Alerjik Rinit’i olan hastalar nelere dikkat etmelidir?

 

Tozlu ve polenli ortamlarda bulunmamalı, bulunmak durumunda kalınırsa da maske kullanılmalıdır. Polenlerin uçuştuğu mevsimlerde kapı ve pencereler kapalı tutulmalıdır. Özellikle kaloriferli evlerde kuru ev havası alerjik Rinit’in kötüleşmesine neden olabileceği için evde hava nemlendiricisi kullanılmalı. Oda havasının temizliğine dikkat edilmeli, havalandırma sistemlerinin iyi çalıştığından emin olunmalıdır. Evde hayvan ve bitki beslemekten kaçınılması gerekir. Tüylü ve yünlü battaniyeler yerine pamuklu ve sentetik olanlar tercih edilmelidir.
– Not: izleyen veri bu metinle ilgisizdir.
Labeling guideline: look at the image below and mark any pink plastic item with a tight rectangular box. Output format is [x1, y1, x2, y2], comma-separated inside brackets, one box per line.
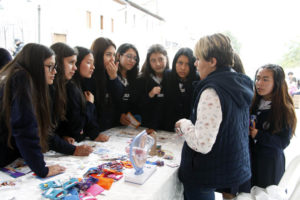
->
[87, 184, 104, 196]
[79, 192, 97, 200]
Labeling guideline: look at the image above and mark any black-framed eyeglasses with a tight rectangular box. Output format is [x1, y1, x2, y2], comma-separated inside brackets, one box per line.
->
[44, 65, 57, 72]
[123, 54, 137, 62]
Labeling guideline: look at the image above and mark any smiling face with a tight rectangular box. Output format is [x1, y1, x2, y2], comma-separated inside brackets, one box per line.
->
[64, 55, 77, 80]
[44, 55, 57, 85]
[176, 55, 190, 80]
[255, 68, 274, 100]
[149, 53, 167, 75]
[79, 53, 95, 78]
[103, 45, 116, 68]
[120, 49, 137, 71]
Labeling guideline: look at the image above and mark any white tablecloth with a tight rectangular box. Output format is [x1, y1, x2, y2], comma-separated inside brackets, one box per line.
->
[0, 127, 183, 200]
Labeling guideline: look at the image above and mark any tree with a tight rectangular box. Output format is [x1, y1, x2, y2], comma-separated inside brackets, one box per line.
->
[280, 40, 300, 68]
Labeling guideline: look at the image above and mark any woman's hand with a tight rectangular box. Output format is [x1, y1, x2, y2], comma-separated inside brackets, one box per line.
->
[149, 86, 161, 98]
[73, 144, 93, 156]
[83, 91, 94, 103]
[106, 61, 119, 80]
[94, 133, 109, 142]
[63, 136, 75, 144]
[47, 165, 66, 177]
[120, 113, 131, 126]
[249, 126, 258, 139]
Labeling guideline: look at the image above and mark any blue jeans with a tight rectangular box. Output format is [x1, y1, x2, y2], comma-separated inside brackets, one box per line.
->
[183, 184, 215, 200]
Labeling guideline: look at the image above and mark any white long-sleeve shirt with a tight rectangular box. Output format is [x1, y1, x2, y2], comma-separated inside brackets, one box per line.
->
[179, 88, 222, 154]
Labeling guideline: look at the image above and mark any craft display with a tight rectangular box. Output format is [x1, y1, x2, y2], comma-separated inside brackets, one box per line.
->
[125, 130, 156, 184]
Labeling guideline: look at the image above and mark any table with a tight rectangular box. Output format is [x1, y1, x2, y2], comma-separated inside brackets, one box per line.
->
[0, 127, 183, 200]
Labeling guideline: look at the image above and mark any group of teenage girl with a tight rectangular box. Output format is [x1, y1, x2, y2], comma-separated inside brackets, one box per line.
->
[0, 33, 296, 200]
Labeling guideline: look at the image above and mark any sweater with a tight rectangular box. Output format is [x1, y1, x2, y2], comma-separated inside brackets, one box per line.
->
[0, 70, 49, 177]
[250, 99, 292, 188]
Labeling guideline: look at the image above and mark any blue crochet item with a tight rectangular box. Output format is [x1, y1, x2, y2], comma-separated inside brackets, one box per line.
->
[42, 188, 67, 200]
[62, 178, 78, 190]
[40, 180, 62, 190]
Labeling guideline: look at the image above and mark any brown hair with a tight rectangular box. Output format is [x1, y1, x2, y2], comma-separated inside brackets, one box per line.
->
[250, 64, 297, 135]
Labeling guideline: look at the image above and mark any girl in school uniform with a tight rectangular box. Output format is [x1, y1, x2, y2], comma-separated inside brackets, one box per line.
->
[137, 44, 170, 129]
[0, 43, 65, 177]
[82, 37, 123, 131]
[51, 43, 107, 144]
[164, 48, 199, 131]
[250, 64, 297, 188]
[116, 43, 140, 126]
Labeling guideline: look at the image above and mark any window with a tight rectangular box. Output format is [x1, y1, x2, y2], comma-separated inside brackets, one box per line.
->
[86, 11, 92, 29]
[52, 33, 67, 44]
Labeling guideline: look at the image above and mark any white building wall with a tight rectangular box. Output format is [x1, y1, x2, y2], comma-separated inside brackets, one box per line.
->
[0, 0, 171, 61]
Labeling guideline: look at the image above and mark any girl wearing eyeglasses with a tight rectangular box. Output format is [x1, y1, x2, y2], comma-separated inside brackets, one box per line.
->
[116, 43, 140, 126]
[82, 37, 123, 131]
[137, 44, 170, 129]
[0, 43, 65, 177]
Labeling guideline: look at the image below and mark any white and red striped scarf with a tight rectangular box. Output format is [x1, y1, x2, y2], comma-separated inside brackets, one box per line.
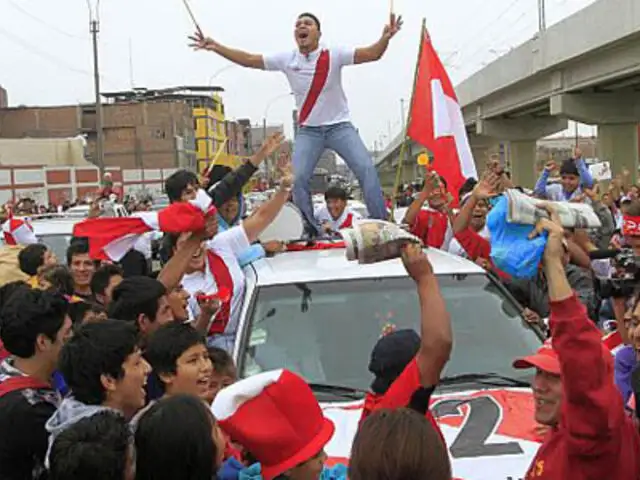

Toz barındırabilecek tarzda kilim ve halı gibi ev eşyaları kullanılmamalıdır.

 

Alerjik Rinit nasıl tedavi edilir?

 

Alerjik hastalıklarda en önemli nokta, alerjen ile karşılaşmaktan kaçınmaktır. Bu konuda alınması gereken önlemler bir önceki soruda anlatıldı. Alerjik Rinit’in tedavisi şikayetlerin giderilmesine yöneliktir, hastalık bu tedaviyle ortadan kaldırılamaz. Alerjik Rinit’in tedavisinde “antihistaminik” denilen ve alerjenle karşılaşıldığında olaya neden olan madde salınımını engelleyen ilaçlar, burnun iç yüzeyindeki şişliği azaltan ilaçlar ve kortizon içeren burun spreyleri kullanılabilir. Ancak tüm bu ilaçlar mutlaka doktor tarafından hastalığın şiddeti ve hastanın durumu değerlendirilerek düzenlenmelidir.

 

Alerjik Rinit’in sonuçları nelerdir?

 

Alerjik Rinit, ömür boyu devam eden fakat yaşla beraber şiddeti azalan bir hastalıktır. Alerjik Rinit, hastaya sıkıntı vermesi, yaşam kalitesini bozması ve iş gücü kayıplarına neden olması dışında çok önemli sağlık sorunlarına neden olmaz. Eğer gerekli tedbirler alınır ve uygun tedavi verilirse bu hastalığın atak sayısı da azaltılabilir.